Traveling to Mercury and entering orbit requires an extremely large velocity change (see delta-v) because Mercury's orbit is deep in the Sun's gravity well. On a direct course from Earth to Mercury, a spacecraft is constantly accelerated as it falls toward the Sun, and will arrive at Mercury with a velocity too high to achieve orbit without excessive use of fuel. For planets with an atmosphere, such as Venus and Mars, spacecraft can minimize their fuel consumption upon arrival by using friction with the atmosphere to enter orbit (aerocapture), or can briefly fire their rocket engines to enter into orbit followed by a reduction of the orbit by aerobraking. However, the tenuous atmosphere of Mercury is far too thin for these maneuvers. Instead, MESSENGER extensively used gravity assist maneuvers at Earth, Venus, and Mercury to reduce the speed relative to Mercury, then used its large rocket engine to enter into an elliptical orbit around the planet. The multi-flyby process greatly reduced the amount of propellant necessary to slow the spacecraft, but at the cost of prolonging the trip by many years and to a total distance of 7.9 billion kilometers (4.9 billion miles).

Several planned thruster firings en route to Mercury were unnecessary, because these fine course adjustments were performed using solar radiation pressure acting on MESSENGER's solar panels. To further minimize the amount of necessary propellant, the spacecraft orbital insertion targeted a highly elliptical orbit around Mercury.

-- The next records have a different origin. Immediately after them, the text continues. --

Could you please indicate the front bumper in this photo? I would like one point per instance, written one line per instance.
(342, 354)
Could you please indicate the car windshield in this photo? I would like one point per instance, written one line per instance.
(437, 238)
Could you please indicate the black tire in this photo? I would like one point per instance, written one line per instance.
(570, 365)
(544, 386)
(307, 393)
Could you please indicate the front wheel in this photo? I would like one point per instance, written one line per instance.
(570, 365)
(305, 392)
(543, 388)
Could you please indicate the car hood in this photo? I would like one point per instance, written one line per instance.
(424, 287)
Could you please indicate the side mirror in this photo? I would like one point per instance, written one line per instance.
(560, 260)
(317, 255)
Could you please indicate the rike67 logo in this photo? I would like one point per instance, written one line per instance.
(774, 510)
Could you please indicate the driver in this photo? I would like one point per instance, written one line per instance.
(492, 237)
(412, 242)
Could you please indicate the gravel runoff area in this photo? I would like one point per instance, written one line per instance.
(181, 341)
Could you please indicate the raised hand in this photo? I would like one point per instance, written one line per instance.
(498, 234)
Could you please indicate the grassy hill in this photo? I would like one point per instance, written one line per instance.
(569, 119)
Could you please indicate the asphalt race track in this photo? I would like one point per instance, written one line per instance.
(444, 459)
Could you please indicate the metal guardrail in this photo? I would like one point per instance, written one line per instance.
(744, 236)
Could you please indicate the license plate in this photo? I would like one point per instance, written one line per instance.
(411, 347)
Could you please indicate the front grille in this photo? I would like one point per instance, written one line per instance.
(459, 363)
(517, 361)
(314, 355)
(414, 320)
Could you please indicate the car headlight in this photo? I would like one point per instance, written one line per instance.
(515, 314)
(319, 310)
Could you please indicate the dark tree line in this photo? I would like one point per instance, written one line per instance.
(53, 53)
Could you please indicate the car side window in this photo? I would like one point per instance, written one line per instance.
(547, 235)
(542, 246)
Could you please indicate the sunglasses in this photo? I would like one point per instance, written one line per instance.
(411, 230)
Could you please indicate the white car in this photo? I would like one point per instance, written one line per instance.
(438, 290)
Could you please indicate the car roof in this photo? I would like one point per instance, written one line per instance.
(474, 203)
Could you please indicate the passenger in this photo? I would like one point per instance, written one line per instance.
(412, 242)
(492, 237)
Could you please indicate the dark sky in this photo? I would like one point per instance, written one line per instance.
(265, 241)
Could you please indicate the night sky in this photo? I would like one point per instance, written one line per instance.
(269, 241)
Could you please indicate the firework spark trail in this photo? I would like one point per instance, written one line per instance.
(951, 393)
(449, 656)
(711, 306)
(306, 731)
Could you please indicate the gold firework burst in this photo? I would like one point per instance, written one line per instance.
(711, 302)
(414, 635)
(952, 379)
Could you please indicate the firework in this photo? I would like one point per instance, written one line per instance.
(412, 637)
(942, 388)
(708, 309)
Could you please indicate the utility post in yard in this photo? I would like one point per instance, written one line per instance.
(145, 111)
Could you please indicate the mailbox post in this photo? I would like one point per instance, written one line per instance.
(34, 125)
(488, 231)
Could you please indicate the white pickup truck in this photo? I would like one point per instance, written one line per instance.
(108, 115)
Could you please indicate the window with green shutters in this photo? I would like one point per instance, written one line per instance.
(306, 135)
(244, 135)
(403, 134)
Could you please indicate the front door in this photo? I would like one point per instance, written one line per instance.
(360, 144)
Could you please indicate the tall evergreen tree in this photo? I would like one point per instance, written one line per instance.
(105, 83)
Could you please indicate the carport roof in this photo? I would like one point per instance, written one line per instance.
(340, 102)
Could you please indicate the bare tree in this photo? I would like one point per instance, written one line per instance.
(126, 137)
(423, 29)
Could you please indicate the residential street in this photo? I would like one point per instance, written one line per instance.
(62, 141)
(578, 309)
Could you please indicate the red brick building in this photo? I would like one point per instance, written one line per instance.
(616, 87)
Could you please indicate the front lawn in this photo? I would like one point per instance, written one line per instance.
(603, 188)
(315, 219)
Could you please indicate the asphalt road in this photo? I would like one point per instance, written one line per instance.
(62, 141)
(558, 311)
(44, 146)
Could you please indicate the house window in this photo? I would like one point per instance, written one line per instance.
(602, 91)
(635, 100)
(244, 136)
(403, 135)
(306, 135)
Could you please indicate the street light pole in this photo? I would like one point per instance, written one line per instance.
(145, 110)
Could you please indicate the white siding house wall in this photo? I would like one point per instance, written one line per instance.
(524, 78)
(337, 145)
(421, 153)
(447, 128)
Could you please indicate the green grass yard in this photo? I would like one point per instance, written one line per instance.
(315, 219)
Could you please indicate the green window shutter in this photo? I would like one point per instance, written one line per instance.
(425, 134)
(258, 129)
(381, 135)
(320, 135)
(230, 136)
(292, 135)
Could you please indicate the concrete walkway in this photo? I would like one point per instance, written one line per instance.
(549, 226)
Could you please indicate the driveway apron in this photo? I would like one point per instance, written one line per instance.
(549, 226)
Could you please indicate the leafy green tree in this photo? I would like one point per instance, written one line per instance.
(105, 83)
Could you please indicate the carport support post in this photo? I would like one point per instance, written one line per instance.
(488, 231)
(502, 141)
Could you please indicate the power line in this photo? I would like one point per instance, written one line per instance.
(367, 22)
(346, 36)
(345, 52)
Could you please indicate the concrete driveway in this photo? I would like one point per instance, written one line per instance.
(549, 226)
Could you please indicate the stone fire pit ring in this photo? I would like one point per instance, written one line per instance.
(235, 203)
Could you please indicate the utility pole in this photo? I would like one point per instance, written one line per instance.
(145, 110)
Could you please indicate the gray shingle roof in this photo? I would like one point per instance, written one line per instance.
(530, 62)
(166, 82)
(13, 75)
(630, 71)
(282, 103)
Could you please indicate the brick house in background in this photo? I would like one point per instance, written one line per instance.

The elongated orbit had two other benefits: It allowed the spacecraft time to cool after the times it was between the hot surface of Mercury and the Sun, and also it allowed the spacecraft to measure the effects of solar wind and the magnetic fields of the planet at various distances while still allowing close-up measurements and photographs of the surface and exosphere.
The spacecraft was originally scheduled to launch during a 12-day window that beginning May 11, 2004. On March 26, 2004, NASA announced the launch would be moved to a later, 15-day launch window beginning July 30, 2004, to allow for further testing of the spacecraft. This change significantly altered the trajectory of the mission and delayed the arrival at Mercury by two years. The original plan called for three fly-by maneuvers past Venus, with Mercury orbit insertion scheduled for 2009. The trajectory was changed to include one Earth flyby, two Venus flybys, and three Mercury flybys before orbit insertion on March 18, 2011.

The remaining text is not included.